The weather in December can be a lively mix of gales, rain, fog, and frost!

Low temperatures at the start of the month rarely last, but if they arrive just after Christmas that can signal a cold winter ahead. The solstice falls on 21st December and the days will gradually and imperceptibly get lighter!

Work in the garden is more difficult at this time of year as daylight hours are short and weather conditions become more challenging. There are still tasks to be done such as pruning fruit trees, clearing weeds and last season’s plants, plus sweeping up leaves. Be careful not to compact the ground whilst working as this damages the soil structure.

There is time to find Christmas gifts for the gardener. Packets of vegetable seeds are usually appreciated, for example some of the more exotic squash and pumpkin varieties (available at www.organiccatalogue.com) Or find an unusual plant such as Azara microphylla (Boxleaf Azara) which has clusters of fluffy yellow flowers with a hint of vanilla perfume. A pair of good quality secateurs (such as Felco) would be a welcome gift. There are always gardening books available, two I found recently – the RSPB Gardening for Wildlife: A Complete Guide to Nature Friendly Gardening (currently £16.58 at Amazon) or The Container Expert by Dr DG Hessayon; a basic but interesting guide to growing plants in pots.

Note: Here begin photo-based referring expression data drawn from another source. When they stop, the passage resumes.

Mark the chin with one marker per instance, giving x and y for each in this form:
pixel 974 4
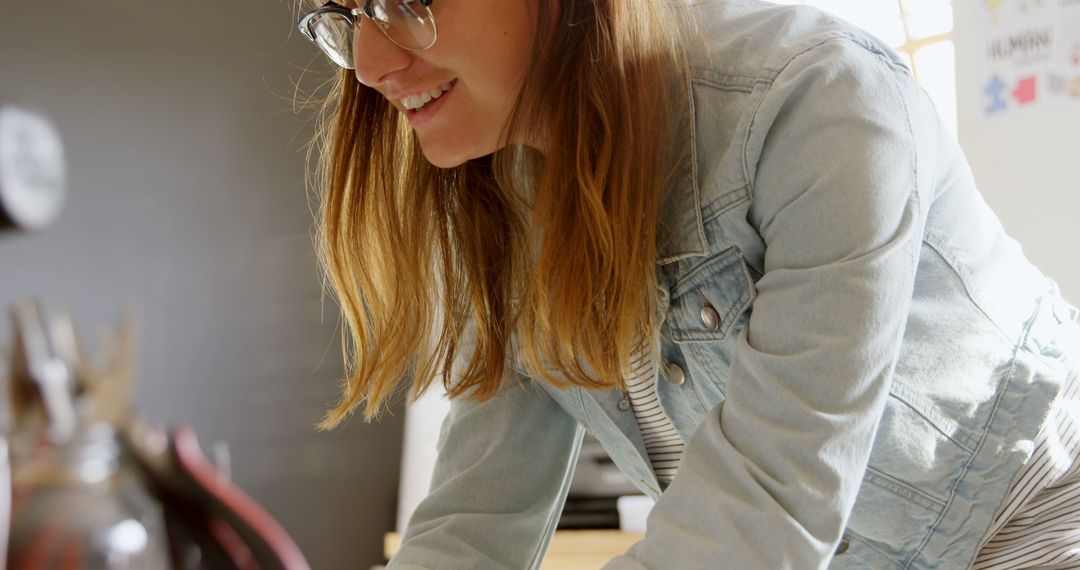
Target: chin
pixel 449 159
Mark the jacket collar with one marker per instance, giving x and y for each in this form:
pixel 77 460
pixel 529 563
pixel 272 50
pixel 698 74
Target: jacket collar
pixel 680 232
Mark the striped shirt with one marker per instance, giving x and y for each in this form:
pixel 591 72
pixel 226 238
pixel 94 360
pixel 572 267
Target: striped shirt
pixel 662 442
pixel 1038 524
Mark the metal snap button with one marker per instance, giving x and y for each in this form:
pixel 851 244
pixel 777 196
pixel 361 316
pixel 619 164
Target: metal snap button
pixel 675 375
pixel 710 317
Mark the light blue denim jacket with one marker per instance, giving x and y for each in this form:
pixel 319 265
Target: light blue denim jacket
pixel 885 356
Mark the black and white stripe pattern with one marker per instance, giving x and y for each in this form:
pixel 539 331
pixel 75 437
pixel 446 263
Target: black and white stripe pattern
pixel 1038 525
pixel 662 442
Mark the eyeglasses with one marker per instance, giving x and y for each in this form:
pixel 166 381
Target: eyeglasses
pixel 333 27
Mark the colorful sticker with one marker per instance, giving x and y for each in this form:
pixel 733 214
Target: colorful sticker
pixel 1025 91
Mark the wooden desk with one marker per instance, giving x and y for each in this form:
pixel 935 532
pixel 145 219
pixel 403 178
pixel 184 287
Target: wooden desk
pixel 569 550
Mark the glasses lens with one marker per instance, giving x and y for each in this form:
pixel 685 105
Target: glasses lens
pixel 334 35
pixel 407 23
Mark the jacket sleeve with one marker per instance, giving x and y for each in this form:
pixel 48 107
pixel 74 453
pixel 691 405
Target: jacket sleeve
pixel 500 480
pixel 769 478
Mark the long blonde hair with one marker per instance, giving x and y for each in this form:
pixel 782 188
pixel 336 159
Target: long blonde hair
pixel 556 250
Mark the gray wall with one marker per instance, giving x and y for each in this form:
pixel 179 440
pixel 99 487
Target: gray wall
pixel 187 202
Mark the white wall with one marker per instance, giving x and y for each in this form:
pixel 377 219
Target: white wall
pixel 1025 147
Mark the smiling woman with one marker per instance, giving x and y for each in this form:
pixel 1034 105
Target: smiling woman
pixel 434 194
pixel 730 239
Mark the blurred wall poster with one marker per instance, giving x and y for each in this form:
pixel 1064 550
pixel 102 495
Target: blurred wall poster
pixel 1018 110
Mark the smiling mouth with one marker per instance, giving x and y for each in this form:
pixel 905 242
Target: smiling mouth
pixel 420 100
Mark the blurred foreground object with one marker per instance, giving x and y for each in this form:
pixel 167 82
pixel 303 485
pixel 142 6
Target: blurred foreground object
pixel 32 173
pixel 95 488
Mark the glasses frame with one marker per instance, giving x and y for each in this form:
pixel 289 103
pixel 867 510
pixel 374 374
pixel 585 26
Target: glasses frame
pixel 308 21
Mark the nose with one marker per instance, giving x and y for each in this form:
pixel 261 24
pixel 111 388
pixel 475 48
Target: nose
pixel 376 57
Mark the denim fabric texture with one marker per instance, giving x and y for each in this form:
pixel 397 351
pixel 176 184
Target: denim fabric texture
pixel 885 355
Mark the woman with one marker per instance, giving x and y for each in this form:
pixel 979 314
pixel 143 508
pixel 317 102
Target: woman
pixel 733 242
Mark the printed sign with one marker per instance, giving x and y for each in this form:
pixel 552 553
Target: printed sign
pixel 1031 54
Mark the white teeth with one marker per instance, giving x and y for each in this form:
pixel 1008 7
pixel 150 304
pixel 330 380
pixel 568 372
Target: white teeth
pixel 415 102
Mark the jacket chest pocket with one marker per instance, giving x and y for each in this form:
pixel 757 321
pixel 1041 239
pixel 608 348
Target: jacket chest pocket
pixel 710 304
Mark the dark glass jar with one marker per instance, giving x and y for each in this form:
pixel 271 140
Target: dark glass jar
pixel 78 505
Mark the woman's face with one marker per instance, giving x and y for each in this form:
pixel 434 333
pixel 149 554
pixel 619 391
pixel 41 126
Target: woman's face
pixel 483 50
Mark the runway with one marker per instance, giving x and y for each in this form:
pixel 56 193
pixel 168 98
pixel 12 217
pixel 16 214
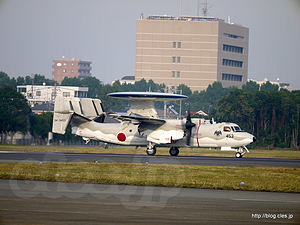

There are many shrubs which provide winter interest – Viburnum produces clusters of perfumed flowers followed by berries.  Edgeworthia chrysantha is an unusual winter flowering shrub – with nut brown branches and bundles of fragrant, tubular yellow flowers. Christmas box is a seasonal favourite which thrives in most conditions; it has neat tapering shiny leaves, sweetly-fragranced flowers from late November, plus eye-catching shiny blue-black berries.

Celebrate the festive season by decorating your home with fresh herbs such as sprigs of Rosemary, Myrtle and Sage (if growing in the garden). If you have Holly, Ivy or Fir trees cut some foliage to bring inside, place in containers with water (as for cut flowers). Or they can be used to decorate door frames and woven around stair banisters. Without water the foliage will dry out quickly and any berries drop (not to be eaten, keep away from children and pets).

Season’s Greetings and Happy Gardening in 2017.